Office rents in the city are also being impacted by a lack of supply and rising build costs, says Savills, with significant rental growth through-out 2018. The firm’s research shows the top rent in Edinburgh now stands at £35 per sq ft and Savills expects the upward trajectory to continue in 2019.
Mike Irvine, director in the Scottish office agency team at Savills in Edinburgh, comments: “On the one hand we see businesses looking to enter and / or expand within the city centre in order to attract and retain talent, but there are also some occupiers who are less dependent on a city centre location that are starting to look elsewhere in light of rising rents and limited stock.
“The supply of land for new office development in the city centre remains severely restricted and what’s more, not all existing older buildings in the city centre lend themselves to refurbishments that satisfy today’s occupier.
“As a consequence we are unlikely to see the trend towards rising city centre rents abate in the short to medium term. Rising build costs are a further contributor to this trend”. Amidst severely restricted supply in the city centre, Savills suggests west Edinburgh may provide a solution for certain office occupiers in the Scottish capital in 2019.

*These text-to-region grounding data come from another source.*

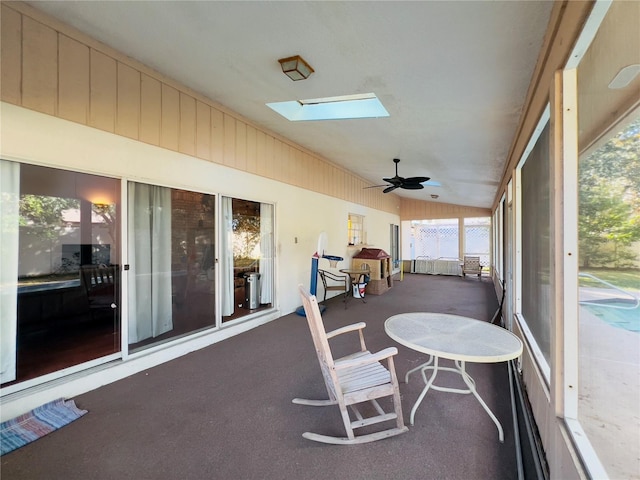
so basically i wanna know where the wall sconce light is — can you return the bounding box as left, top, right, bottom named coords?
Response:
left=278, top=55, right=314, bottom=81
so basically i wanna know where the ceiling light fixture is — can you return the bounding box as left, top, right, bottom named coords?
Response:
left=278, top=55, right=314, bottom=81
left=608, top=64, right=640, bottom=89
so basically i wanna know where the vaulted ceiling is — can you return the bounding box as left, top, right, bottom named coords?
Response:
left=27, top=1, right=554, bottom=208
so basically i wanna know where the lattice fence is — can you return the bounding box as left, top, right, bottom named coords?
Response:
left=414, top=223, right=459, bottom=259
left=464, top=225, right=490, bottom=266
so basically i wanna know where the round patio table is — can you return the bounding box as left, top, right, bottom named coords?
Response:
left=384, top=312, right=523, bottom=442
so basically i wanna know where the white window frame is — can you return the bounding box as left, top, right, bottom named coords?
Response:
left=348, top=213, right=365, bottom=245
left=514, top=105, right=552, bottom=383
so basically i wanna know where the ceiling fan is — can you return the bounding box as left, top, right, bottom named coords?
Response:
left=366, top=158, right=430, bottom=193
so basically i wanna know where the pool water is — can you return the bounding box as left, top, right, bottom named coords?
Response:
left=582, top=299, right=640, bottom=332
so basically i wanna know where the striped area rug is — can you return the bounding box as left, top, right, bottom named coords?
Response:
left=1, top=398, right=87, bottom=455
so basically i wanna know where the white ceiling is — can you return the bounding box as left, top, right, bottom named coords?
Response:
left=27, top=1, right=554, bottom=208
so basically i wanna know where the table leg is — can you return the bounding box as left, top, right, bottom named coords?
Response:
left=405, top=358, right=505, bottom=442
left=344, top=275, right=352, bottom=307
left=409, top=356, right=440, bottom=425
left=404, top=355, right=434, bottom=384
left=458, top=361, right=504, bottom=442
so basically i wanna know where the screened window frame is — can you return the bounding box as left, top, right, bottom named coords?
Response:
left=514, top=105, right=552, bottom=383
left=561, top=2, right=635, bottom=477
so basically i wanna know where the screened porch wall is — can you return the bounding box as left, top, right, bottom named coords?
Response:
left=489, top=1, right=640, bottom=479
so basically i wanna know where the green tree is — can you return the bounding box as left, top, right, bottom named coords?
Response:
left=579, top=117, right=640, bottom=267
left=233, top=213, right=261, bottom=260
left=19, top=195, right=78, bottom=239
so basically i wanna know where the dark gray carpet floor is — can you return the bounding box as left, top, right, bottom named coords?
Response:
left=1, top=273, right=517, bottom=480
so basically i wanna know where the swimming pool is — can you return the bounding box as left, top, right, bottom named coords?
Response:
left=578, top=273, right=639, bottom=332
left=582, top=299, right=640, bottom=332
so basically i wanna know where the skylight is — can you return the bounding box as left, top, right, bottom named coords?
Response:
left=266, top=93, right=389, bottom=121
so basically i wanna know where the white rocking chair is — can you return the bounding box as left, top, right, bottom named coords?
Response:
left=293, top=285, right=408, bottom=444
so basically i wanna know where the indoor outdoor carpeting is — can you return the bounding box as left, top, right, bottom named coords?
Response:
left=0, top=273, right=517, bottom=480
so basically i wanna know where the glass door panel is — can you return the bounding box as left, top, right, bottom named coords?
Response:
left=1, top=162, right=121, bottom=386
left=577, top=116, right=640, bottom=478
left=127, top=185, right=216, bottom=352
left=221, top=198, right=274, bottom=322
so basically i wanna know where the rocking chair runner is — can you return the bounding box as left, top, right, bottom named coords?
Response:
left=293, top=285, right=408, bottom=444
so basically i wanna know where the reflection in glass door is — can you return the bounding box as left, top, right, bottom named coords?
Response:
left=220, top=198, right=274, bottom=322
left=1, top=162, right=121, bottom=387
left=128, top=184, right=216, bottom=352
left=577, top=116, right=640, bottom=479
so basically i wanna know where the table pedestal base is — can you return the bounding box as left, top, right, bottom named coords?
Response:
left=406, top=356, right=505, bottom=442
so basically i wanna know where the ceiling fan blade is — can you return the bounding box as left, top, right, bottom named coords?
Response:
left=382, top=176, right=402, bottom=185
left=363, top=184, right=390, bottom=189
left=378, top=158, right=431, bottom=193
left=403, top=176, right=430, bottom=184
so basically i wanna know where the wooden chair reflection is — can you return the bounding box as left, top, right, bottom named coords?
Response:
left=80, top=264, right=117, bottom=319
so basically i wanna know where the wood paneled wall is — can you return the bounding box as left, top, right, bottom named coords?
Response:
left=1, top=2, right=409, bottom=215
left=400, top=198, right=490, bottom=221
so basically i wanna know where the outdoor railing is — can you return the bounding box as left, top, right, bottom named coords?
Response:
left=578, top=272, right=639, bottom=310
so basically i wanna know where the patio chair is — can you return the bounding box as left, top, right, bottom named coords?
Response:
left=293, top=285, right=408, bottom=444
left=461, top=256, right=482, bottom=277
left=317, top=269, right=349, bottom=307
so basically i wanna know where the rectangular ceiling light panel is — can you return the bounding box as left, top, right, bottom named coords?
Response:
left=266, top=93, right=389, bottom=121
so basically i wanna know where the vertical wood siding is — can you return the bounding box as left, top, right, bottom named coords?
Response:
left=58, top=35, right=89, bottom=124
left=400, top=198, right=490, bottom=221
left=2, top=2, right=482, bottom=220
left=22, top=16, right=57, bottom=115
left=1, top=5, right=22, bottom=105
left=89, top=50, right=116, bottom=132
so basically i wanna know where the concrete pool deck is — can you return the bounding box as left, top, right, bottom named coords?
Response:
left=579, top=287, right=640, bottom=480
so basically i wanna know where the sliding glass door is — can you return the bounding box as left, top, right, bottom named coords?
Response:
left=2, top=167, right=276, bottom=384
left=221, top=197, right=274, bottom=322
left=1, top=161, right=121, bottom=386
left=128, top=183, right=216, bottom=352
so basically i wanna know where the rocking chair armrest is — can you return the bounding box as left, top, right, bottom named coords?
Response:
left=334, top=347, right=398, bottom=370
left=326, top=322, right=367, bottom=340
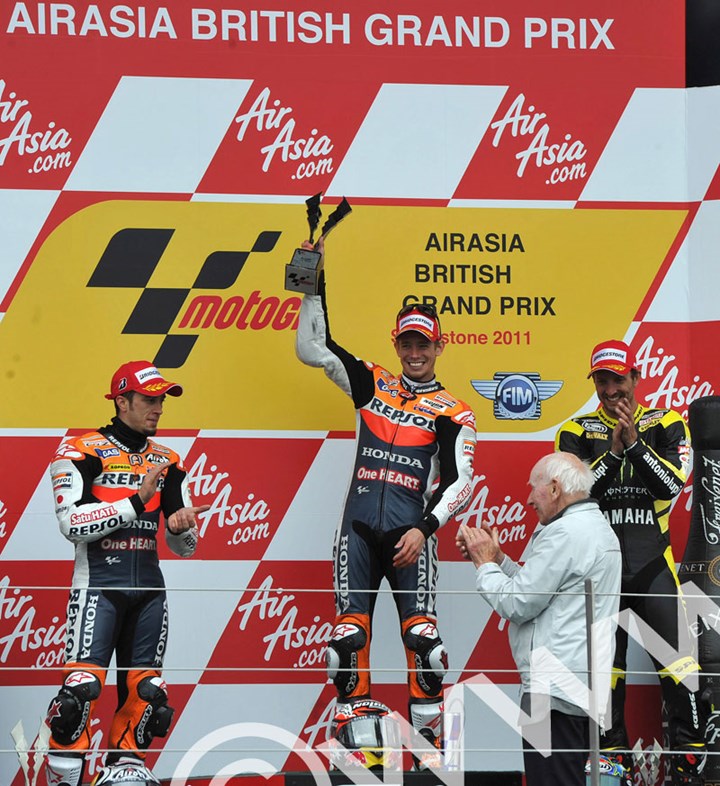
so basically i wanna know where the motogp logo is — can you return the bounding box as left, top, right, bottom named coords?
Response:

“The firm says the area has seen significant public sector infrastructure investment and now benefits from excellent public transport links with three rail stations, a tram and bus terminus. Savills believes out of town opportunities such as The Stones and One Lochside View on Edinburgh Park offer occupiers considering west Edinburgh good quality office space at a significant discount to the city centre.
Key deals in 2018 include: Baillie Gifford pre-letting 60,000 sq ft at the Mint Building; Law firm Brodies committing to the top three floors at Capital Square alongside Pinsent Mason which signed a pre-let on 25,000 sq ft in the new development; insurance firm Royal London leasing the entirety of 22 Haymarket Yards (47,000 sq ft); and EDF and Burgess Salmon committing to Atria One in Edinburgh’s Exchange business district.